Author Archives: Peter Krautzberger

Bonus round: Why I care about native MathML

[This is week 7 of the challenge but really a post to make up for dropping the ball on week 5.]

Last week I wrote about why I care about MathML in general. Given that I work for a project that serves as a MathML polyfill, it’s worth while to to point out why native implementations matter; they matter an entire alot of mattering.

A while back, Alex Miłowski asked me for some quotes about how native MathML implementations are important so luckily I can copy myself here.

It’s important.

Some people say, “few people on the web need MathML support.” This is true. Just like saying “few people need children’s clothing”.

Why is MathML important? Education, education, and education. Mathematics is a core skill and a vast amount of educational time and effort is spent on teaching children and adults to understand and apply math & science. Very soon, HTML will be the dominating delivery method for educational content across the world. This means mathematics must be HTML, viz. MathML.

HTML rendering should be native

Where should HTML rendering be implemented? In the browser!

MathML has been HTML from its inception and after a (forced) XML-detour, MathML is back where it belongs: a part of HTML5. MathML layout is core HTML functionality, widely used in everything from web communities to professional publishers to educational startups. HTML and thus MathML rendering belongs in the browser.

Performance

While browser vendors show great interest in enabling polyfills to behave like native implementations, polyfills implementing layout standards (MathML, Flexbox etc), in the end, will not achieve native performance. The reason is simple: layout polyfills simply enter too late in the game — after the browser layout is done, at a point where the user expects content, not additional rendering delays. Moore’s Law helps a little but, ultimately, performance issues will prevent math and science from fulfilling their potential on the web.

Robustness

Even the most advanced polyfilling technology will remain a JavaScript solution. This increases the risk of problematic interactions with regular scripts for design, user interaction, and styling. Native support will always be more robust for web developers and consumers.

Ubiquity

Even the most ideal polyfill will require a conscious choice of the web developer to load it. This poses a grave restriction for end users and the emergence of new platforms for math and science on the web. From webmailer, to web based authoring, to social networks, all of these could turn out to be highly productive platforms — but it’s unlikely their developers will consider adding a polyfill for a perceived niche. With native MathML rendering, rendering MathML would be universal.

The Future

The web has revolutionized how we communicate. Not by magic but because thought leaders continually push the envelope, building new tools and platforms that transform how we work, speak, and think. These innovations feed back into standards development, enabling everyone to benefit and restarting the process, pushing us further.

MathML 3 captures traditional mathematical typography.

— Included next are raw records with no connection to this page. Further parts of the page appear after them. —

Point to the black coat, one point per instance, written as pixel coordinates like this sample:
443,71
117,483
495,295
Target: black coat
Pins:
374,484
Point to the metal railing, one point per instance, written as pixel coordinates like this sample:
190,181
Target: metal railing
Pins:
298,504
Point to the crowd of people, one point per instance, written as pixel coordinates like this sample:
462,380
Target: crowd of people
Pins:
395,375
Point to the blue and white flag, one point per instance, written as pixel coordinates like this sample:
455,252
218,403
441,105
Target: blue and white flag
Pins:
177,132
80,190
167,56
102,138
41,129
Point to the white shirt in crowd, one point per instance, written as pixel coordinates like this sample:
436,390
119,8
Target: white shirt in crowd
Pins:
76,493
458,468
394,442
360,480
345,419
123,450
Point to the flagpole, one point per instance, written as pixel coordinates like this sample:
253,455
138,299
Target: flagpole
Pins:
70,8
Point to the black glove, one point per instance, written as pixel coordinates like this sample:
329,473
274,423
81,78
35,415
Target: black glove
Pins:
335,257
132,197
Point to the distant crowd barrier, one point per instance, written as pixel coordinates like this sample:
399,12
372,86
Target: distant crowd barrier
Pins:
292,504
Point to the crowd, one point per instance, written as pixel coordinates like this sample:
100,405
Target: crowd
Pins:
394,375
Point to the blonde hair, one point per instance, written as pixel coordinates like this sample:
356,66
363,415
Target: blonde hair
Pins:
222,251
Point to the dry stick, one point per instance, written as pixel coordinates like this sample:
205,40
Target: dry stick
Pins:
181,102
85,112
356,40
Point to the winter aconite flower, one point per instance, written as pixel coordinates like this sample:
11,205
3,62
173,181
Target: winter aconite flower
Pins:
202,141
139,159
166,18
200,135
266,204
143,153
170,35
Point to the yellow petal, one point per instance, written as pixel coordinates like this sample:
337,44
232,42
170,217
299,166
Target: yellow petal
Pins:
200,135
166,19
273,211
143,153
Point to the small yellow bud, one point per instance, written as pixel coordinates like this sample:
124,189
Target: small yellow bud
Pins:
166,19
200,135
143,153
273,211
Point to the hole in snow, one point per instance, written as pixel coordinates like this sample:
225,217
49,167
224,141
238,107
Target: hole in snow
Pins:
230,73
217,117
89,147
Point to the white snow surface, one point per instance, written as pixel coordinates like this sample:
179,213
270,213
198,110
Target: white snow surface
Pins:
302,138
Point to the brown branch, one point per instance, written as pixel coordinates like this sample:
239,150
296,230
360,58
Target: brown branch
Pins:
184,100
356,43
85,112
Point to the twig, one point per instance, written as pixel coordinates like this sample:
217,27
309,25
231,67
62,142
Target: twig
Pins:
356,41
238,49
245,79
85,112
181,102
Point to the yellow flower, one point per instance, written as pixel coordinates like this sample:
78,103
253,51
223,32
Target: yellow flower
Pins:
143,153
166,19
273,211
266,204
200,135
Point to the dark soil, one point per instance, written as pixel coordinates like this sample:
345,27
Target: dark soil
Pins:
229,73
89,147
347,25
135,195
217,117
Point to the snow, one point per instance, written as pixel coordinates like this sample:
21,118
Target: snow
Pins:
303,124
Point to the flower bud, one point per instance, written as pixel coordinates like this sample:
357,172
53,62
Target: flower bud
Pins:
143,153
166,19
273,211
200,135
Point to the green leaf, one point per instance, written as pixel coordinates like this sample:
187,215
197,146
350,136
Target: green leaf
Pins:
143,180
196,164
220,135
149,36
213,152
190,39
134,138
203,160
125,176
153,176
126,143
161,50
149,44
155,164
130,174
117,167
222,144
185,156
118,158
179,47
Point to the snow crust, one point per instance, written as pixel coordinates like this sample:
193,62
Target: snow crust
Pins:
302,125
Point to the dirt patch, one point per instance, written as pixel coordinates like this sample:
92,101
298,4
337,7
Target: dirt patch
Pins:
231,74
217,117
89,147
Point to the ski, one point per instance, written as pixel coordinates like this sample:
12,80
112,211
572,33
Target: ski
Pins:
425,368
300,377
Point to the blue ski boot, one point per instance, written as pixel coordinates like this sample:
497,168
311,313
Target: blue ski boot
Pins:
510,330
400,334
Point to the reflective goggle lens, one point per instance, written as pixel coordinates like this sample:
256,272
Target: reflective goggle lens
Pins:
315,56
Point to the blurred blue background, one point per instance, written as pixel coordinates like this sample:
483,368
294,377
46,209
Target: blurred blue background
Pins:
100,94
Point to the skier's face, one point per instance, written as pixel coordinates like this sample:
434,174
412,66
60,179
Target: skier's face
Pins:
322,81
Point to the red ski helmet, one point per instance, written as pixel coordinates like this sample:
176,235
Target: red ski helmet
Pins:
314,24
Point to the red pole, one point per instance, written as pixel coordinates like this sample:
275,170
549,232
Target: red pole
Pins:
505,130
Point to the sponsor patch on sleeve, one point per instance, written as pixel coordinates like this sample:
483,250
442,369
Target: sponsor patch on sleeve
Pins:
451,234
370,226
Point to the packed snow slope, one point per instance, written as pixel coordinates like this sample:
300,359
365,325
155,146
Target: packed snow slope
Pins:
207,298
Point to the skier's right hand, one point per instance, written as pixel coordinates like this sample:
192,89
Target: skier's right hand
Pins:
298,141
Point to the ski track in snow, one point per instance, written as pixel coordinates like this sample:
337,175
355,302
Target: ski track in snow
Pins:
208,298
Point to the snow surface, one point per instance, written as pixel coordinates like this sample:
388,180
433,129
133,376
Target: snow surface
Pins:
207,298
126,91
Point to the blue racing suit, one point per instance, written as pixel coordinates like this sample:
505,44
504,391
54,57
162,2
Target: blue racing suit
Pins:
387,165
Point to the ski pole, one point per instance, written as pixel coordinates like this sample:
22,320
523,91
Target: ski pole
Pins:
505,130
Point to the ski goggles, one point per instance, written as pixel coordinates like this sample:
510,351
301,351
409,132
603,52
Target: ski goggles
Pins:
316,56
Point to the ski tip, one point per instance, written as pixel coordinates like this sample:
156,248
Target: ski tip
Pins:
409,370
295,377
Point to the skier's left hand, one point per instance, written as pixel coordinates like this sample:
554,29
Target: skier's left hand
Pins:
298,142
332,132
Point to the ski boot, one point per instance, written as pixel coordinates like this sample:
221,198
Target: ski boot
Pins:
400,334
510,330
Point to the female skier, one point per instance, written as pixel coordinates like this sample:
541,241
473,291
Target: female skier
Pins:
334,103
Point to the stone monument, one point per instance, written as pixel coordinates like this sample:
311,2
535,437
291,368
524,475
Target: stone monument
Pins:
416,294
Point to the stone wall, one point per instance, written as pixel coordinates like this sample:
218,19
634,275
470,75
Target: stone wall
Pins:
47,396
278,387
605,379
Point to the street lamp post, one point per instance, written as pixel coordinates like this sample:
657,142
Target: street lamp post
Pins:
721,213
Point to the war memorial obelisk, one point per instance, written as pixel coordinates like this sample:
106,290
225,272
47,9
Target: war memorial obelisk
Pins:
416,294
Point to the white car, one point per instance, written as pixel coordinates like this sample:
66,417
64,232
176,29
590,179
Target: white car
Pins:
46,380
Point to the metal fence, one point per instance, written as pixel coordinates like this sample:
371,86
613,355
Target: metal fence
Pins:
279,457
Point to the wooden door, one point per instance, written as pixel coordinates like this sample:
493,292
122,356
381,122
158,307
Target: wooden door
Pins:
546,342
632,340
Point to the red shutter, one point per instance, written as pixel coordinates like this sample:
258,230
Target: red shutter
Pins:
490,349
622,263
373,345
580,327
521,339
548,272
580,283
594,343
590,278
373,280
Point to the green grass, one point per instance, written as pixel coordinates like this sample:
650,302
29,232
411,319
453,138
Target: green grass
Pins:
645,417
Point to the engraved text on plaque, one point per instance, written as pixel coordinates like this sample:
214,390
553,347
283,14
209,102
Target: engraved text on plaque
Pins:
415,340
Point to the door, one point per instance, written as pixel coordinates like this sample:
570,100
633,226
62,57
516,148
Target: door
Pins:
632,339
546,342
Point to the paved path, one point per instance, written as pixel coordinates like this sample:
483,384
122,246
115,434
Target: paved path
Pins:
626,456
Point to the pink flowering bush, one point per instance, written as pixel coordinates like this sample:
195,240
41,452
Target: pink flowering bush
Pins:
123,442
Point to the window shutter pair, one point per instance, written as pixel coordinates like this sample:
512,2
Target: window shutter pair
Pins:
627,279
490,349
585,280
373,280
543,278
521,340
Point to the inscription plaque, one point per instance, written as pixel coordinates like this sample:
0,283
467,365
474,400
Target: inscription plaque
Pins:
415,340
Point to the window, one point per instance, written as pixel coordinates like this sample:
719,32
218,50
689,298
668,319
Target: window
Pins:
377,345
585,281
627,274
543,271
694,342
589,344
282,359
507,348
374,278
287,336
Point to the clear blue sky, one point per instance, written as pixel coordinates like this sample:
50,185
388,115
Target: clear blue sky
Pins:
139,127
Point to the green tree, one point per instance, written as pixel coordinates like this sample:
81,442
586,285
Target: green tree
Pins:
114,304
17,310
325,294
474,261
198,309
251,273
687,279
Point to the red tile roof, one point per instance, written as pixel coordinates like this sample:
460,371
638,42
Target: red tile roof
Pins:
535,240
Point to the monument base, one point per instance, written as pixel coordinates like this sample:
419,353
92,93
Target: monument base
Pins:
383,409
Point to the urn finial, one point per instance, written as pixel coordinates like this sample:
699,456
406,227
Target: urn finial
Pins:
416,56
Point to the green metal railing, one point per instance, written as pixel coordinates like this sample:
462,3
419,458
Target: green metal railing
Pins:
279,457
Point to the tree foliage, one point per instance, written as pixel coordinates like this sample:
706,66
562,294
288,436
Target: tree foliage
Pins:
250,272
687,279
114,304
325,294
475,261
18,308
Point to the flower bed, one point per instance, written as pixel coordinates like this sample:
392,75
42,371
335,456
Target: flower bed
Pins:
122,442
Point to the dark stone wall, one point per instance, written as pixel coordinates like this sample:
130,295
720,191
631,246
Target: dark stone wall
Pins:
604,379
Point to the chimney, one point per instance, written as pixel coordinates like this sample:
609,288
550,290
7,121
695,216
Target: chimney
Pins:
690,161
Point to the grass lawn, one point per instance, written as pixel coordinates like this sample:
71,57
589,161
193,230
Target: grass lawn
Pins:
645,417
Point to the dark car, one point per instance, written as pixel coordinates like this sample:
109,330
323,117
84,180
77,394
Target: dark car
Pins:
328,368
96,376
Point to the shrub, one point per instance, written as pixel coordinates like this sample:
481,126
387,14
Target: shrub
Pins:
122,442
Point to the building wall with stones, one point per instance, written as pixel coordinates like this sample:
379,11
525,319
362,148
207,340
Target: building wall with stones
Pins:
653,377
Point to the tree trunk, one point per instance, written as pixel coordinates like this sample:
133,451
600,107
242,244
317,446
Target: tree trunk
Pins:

Thanks to polyfills, we get a glimpse of how MathML might develop, how it can revolutionize the communication and dissemination of scientific knowledge. Yet without native implementations of MathML 3, we will never see MathML 4, 5 or 10, and the opportunities this will open up.

It took 50 years from Gutenberg’s printing press to the first typeset mathematics book. We’re 25 years into the web. Do we wait another 25 years or can browser vendors finally invest 1-2 developer years to get us there?


Update.

First, I changed the embedded video; it was previously this one.

Second, over on Google+, Harald Hanche-Olsen asked about the claim that MathML is a huge success. Here’s what I responded with.

Re success of MathML. Today, almost all equational content is stored as MathML. This is because almost all scientific (including mathematical) publishers have switched to XML workflows for production and archival where MathML fits in very naturally; similarly most technical writing (e.g., aerospace) is done in XML workflows.

For authoring, it’s a bit more complicated. It is similar to, e.g., vector graphics where applications such as Adobe Illustrator have their own formats but when you save vector graphics for re-use you’ll most likely export to SVG.

As I mentioned, there’s definitely the need for a professional-grade, open source pure MathML editor (ideally HTML5). The only one I know of is MathFlow. But if you have ever used MathJax then you have authored MathML — it’s how MathJax works: convert any input to MathML and then leverage our MathML rendering engine.

Similarly, lots of other tools are able to output MathML — besides converters from TeX (such as LaTeXML or tex4ht), Microsoft Word Equation editor can export to MathML, as does Open Office Math editor, MathType, MathMagic, the Windows Math Input Panel (handwriting recognition), MyScript (ditto), Maple, Mathematica and virtually any other tool you might have authored serious equational content in. (Oh well, I should’ve simply linked to http://www.w3.org/Math/wiki/Tools#Authoring_tools which I recently set up.)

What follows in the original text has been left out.